How to use StackWalker?

Hi,

I have a release only crash that i want to use StackWalker to catch. If i could get the last 10 functions called in my app i would have a much better time understand why it crashes.

Is it designed for this purpose? If not is there another backtrace tool in cinder or any resources on how to write one myself. (my first thought was to open a file on startup of my app and write a functions name to it when that functions is called, maybe wrap it in some macro)

I don’t know about StackWalker but if you’re using Visual Studio, you can set in Release mode the Linker->Debugging->“Generate Debug Info” flag , disable Optimization and then debug your app in Release mode and you should be able to get a stack trace on crashing.

You could also try g3log, which will output a human readable stack trace when your app crashes

You don’t have to disable optimization, just generate debug info. Note that, with optimization enabled, you may experience weird jumps when stepping through your code. This is normal, because the optimizations may cause code to be inlined or ignored. Just keep stepping through until you find the bug.

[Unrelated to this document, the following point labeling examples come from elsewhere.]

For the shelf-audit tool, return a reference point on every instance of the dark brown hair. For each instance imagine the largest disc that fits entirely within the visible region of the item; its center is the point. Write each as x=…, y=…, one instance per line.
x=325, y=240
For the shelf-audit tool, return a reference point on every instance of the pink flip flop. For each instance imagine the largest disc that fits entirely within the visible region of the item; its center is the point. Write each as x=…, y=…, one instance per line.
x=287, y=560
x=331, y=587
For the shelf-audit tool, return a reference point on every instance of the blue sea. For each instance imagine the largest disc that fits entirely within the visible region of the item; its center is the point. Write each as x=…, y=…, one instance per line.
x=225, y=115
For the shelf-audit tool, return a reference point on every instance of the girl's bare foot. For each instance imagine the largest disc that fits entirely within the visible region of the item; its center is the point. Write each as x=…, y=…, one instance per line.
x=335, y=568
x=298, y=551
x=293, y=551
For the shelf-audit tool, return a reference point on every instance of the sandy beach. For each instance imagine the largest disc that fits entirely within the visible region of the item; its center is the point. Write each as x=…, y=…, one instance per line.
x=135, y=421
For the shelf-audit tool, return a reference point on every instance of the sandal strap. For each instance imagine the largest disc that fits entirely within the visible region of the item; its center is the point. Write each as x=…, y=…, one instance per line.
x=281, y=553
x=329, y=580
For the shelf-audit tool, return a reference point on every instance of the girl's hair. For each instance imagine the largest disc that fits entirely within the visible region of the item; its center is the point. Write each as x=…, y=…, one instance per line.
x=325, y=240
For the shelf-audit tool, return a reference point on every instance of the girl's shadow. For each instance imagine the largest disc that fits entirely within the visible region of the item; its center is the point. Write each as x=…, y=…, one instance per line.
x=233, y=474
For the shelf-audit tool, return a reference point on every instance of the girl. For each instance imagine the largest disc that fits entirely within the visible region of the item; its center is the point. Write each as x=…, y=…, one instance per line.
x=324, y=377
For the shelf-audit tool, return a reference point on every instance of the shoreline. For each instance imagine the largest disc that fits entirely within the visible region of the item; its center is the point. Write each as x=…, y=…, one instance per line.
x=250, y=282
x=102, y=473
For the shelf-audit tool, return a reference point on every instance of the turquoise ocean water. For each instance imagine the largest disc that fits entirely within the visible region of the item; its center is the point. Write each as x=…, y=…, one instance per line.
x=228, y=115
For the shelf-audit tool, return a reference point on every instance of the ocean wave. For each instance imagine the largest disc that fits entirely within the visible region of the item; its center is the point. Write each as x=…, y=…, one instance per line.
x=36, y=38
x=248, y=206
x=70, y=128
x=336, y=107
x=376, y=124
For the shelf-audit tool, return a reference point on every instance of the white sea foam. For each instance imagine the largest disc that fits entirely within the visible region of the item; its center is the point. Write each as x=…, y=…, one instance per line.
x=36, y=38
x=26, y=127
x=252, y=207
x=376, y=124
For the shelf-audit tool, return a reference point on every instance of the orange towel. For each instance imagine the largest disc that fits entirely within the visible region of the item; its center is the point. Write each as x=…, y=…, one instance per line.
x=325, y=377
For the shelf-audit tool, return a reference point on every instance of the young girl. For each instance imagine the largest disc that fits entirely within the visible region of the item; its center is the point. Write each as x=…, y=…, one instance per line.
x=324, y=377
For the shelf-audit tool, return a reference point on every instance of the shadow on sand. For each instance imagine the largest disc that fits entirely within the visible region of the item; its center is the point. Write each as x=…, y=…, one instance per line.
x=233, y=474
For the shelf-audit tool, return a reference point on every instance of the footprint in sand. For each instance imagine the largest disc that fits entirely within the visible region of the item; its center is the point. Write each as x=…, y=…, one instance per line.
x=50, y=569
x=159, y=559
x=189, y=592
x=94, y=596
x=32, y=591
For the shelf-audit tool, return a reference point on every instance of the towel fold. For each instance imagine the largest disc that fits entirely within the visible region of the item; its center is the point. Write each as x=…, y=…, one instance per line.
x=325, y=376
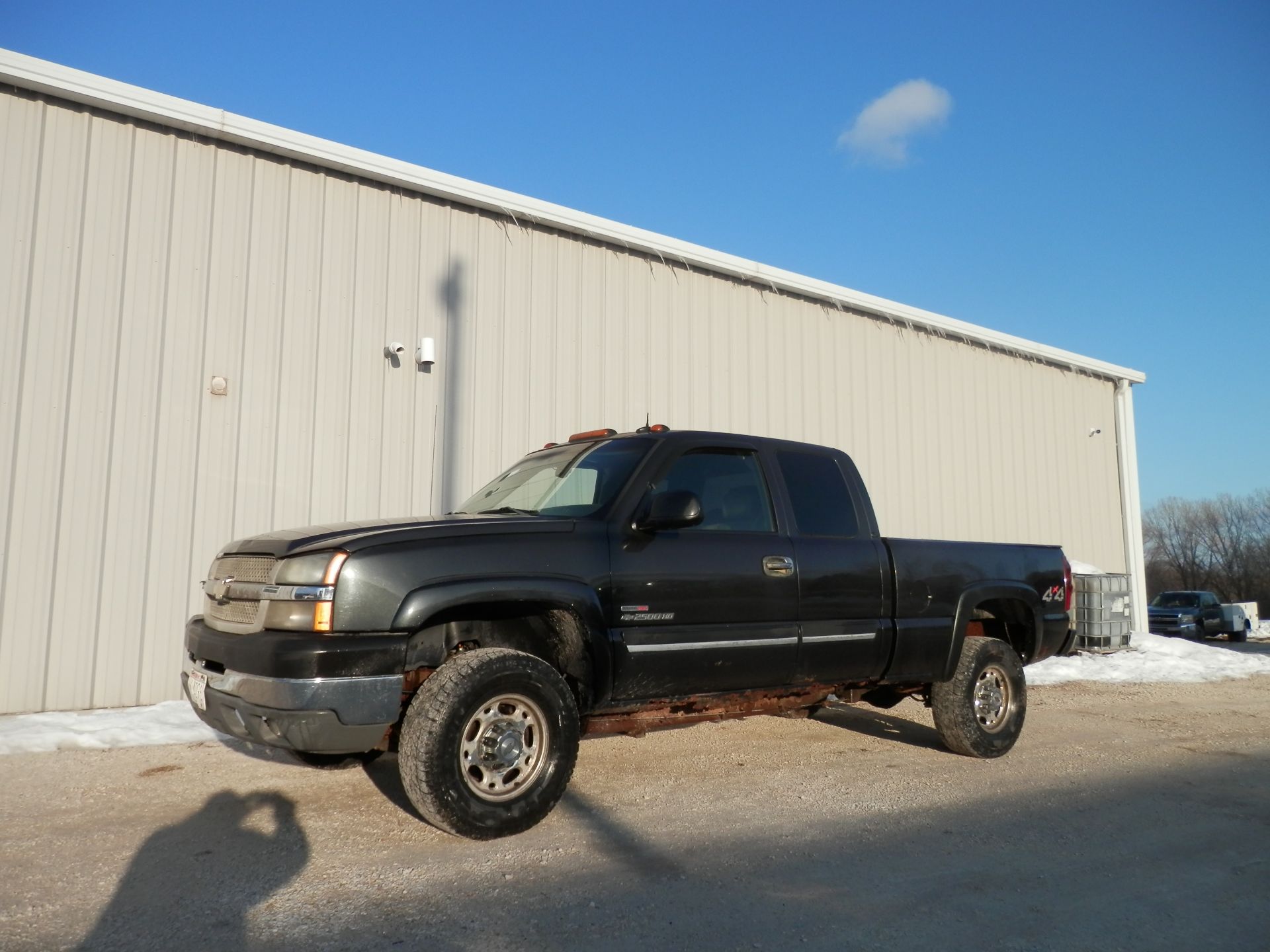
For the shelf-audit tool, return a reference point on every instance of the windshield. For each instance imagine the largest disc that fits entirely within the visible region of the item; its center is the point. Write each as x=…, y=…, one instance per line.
x=573, y=481
x=1175, y=600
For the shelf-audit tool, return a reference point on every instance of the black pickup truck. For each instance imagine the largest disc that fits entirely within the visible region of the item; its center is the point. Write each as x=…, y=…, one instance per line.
x=615, y=583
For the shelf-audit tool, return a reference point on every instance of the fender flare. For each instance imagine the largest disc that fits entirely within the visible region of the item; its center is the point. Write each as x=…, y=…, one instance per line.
x=987, y=592
x=429, y=644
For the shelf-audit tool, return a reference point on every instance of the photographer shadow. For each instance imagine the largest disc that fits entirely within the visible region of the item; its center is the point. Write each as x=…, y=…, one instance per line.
x=192, y=885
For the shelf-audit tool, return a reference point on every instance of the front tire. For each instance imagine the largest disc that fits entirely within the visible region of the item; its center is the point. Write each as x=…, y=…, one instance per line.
x=980, y=711
x=488, y=743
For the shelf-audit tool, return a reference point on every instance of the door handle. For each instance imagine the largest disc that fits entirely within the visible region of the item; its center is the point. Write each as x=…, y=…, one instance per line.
x=778, y=565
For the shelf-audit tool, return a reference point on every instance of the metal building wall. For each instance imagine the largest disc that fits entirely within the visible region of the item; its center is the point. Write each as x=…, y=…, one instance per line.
x=138, y=262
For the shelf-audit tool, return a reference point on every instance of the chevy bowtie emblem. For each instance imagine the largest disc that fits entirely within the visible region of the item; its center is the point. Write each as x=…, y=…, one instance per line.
x=219, y=589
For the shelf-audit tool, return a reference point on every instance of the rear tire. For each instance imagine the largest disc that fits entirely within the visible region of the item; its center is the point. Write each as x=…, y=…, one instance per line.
x=980, y=711
x=488, y=743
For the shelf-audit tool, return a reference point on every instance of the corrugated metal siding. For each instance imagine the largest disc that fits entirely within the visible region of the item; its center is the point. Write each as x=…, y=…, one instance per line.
x=138, y=263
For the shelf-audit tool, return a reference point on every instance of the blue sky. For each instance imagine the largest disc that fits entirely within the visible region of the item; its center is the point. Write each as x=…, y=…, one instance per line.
x=1101, y=180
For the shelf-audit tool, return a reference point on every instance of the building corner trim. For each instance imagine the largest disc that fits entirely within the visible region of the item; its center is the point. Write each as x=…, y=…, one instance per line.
x=1130, y=502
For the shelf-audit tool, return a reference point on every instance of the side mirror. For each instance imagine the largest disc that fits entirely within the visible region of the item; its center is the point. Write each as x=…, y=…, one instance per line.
x=671, y=510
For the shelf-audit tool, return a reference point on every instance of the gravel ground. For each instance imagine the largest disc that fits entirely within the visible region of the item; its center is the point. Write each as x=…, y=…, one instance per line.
x=1128, y=818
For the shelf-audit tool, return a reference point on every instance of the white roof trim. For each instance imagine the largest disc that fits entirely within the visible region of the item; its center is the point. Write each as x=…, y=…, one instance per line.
x=75, y=85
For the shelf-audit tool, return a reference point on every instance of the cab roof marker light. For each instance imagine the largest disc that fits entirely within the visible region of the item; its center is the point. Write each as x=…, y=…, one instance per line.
x=593, y=434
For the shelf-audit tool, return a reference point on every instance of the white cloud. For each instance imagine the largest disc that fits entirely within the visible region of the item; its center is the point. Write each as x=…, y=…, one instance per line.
x=883, y=128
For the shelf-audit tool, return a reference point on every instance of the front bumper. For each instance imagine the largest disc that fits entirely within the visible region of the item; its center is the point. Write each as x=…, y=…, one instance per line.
x=1171, y=627
x=337, y=713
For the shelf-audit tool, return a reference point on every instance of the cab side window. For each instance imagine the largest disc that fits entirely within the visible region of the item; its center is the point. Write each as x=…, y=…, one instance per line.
x=818, y=494
x=730, y=485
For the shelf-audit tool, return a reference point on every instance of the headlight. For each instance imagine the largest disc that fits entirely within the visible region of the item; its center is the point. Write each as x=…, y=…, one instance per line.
x=313, y=607
x=304, y=571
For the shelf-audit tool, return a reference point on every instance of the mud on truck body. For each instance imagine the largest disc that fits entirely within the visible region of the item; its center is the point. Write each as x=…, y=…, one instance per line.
x=615, y=583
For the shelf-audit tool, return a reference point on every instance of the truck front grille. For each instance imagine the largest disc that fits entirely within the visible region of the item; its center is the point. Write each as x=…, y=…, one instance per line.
x=244, y=568
x=235, y=611
x=239, y=612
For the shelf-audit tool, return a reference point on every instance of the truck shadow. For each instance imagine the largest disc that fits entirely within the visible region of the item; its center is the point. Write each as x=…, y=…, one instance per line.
x=875, y=724
x=197, y=880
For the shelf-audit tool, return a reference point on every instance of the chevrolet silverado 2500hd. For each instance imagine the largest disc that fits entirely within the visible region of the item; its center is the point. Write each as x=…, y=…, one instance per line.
x=615, y=583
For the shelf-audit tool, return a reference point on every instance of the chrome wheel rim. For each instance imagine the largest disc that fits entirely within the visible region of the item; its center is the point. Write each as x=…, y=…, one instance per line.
x=503, y=748
x=994, y=699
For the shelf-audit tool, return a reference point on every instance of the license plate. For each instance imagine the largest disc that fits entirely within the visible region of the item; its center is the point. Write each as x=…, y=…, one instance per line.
x=197, y=684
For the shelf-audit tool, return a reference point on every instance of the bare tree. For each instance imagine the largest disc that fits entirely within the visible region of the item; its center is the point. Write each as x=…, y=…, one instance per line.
x=1173, y=536
x=1220, y=543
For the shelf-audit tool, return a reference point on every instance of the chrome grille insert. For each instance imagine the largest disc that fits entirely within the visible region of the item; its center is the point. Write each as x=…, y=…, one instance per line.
x=235, y=612
x=244, y=568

Its a crash that happens sporadically on one of my app users machines.
So i am trying to figure out what causes the crash.
I have a crash dump and have used windbg to debug it, it is seems to be something to do with opengl nvoglv32.DLL and DrvPresentBuffers().
I have narrowed it down to my threading code but wanted to get the last few functions called in my app code to help give some context.
I will send my user a release with debug info as you suggest Paul(and remember to hold on to the exact .pdb that it generated!! ).
The g3log tool looks interesting too Steve, it would give me the last few functions as i need.

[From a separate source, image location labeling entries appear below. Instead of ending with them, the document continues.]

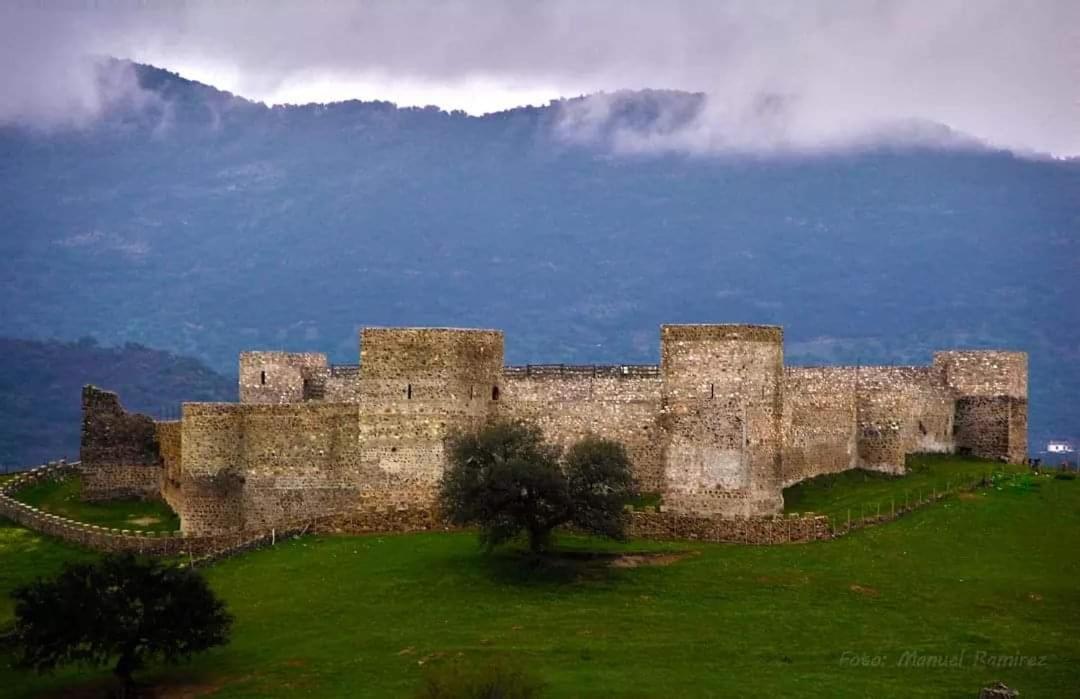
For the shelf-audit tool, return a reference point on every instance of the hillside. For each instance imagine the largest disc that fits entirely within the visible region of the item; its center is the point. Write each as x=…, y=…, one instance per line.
x=206, y=224
x=41, y=385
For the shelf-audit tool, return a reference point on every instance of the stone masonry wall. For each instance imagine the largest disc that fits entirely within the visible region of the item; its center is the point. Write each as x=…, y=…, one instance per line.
x=721, y=413
x=720, y=427
x=991, y=427
x=819, y=422
x=568, y=403
x=984, y=372
x=170, y=444
x=417, y=386
x=278, y=377
x=990, y=388
x=119, y=449
x=902, y=410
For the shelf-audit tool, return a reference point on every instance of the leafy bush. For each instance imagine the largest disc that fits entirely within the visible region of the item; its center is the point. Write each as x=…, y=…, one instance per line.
x=497, y=681
x=507, y=480
x=120, y=609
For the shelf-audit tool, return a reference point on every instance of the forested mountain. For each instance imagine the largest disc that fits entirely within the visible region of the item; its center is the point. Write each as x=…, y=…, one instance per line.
x=41, y=387
x=206, y=224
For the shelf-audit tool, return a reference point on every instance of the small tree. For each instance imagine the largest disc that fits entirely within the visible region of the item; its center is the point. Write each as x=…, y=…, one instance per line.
x=601, y=482
x=120, y=608
x=507, y=480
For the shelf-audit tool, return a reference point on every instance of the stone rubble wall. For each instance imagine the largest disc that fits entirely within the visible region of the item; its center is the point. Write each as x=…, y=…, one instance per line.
x=569, y=403
x=729, y=529
x=721, y=412
x=119, y=452
x=901, y=411
x=278, y=377
x=719, y=427
x=171, y=447
x=993, y=427
x=984, y=373
x=819, y=425
x=417, y=387
x=95, y=537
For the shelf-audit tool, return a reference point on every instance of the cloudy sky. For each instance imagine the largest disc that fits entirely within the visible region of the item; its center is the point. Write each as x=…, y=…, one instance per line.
x=1006, y=71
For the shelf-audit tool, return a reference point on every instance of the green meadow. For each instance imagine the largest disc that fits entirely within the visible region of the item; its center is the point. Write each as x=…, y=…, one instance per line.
x=975, y=588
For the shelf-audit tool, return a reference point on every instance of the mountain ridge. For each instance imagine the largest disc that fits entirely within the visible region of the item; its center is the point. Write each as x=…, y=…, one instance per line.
x=198, y=220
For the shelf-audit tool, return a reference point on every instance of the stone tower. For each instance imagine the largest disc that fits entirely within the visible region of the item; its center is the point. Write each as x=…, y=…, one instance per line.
x=417, y=384
x=721, y=404
x=990, y=391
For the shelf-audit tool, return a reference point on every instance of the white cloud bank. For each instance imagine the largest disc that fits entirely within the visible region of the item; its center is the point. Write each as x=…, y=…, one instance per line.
x=1007, y=71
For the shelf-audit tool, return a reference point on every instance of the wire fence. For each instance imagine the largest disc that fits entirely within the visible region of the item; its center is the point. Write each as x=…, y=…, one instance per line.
x=883, y=509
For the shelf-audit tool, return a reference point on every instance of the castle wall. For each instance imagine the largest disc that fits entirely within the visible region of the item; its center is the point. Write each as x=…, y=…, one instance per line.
x=278, y=377
x=417, y=386
x=990, y=388
x=819, y=422
x=719, y=427
x=984, y=372
x=902, y=410
x=618, y=403
x=213, y=467
x=299, y=461
x=342, y=385
x=721, y=410
x=170, y=444
x=118, y=453
x=993, y=427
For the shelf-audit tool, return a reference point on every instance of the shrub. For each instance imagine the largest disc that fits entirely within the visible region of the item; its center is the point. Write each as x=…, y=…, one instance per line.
x=504, y=479
x=118, y=609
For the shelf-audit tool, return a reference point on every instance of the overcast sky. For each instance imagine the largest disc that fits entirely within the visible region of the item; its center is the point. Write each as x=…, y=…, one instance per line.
x=1007, y=71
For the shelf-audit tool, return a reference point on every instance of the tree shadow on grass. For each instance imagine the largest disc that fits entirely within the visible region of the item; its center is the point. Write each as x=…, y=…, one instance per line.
x=569, y=567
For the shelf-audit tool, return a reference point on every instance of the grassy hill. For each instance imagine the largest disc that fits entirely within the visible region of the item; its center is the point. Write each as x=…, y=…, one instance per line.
x=990, y=575
x=41, y=387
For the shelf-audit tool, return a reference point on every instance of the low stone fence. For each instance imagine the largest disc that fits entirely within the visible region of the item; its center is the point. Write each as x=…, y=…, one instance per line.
x=651, y=524
x=97, y=537
x=792, y=528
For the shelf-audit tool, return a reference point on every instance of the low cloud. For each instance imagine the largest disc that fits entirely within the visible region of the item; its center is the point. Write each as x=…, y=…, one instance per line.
x=783, y=75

A note on StackWalker, it is actually an MSW-only implementation of retrieving runtime stacktraces. If that’s what you like, you should instead use the cross-platfrom method ci::stackTrace(). I find this useful when I want to log, for instance, where a caught exception is coming from, but the app doesn’t actually crash (ex. assets failing to load in production).

cheers,
Rich

Thanks for explaining the intended use-case. Will check out ci::stackTrace.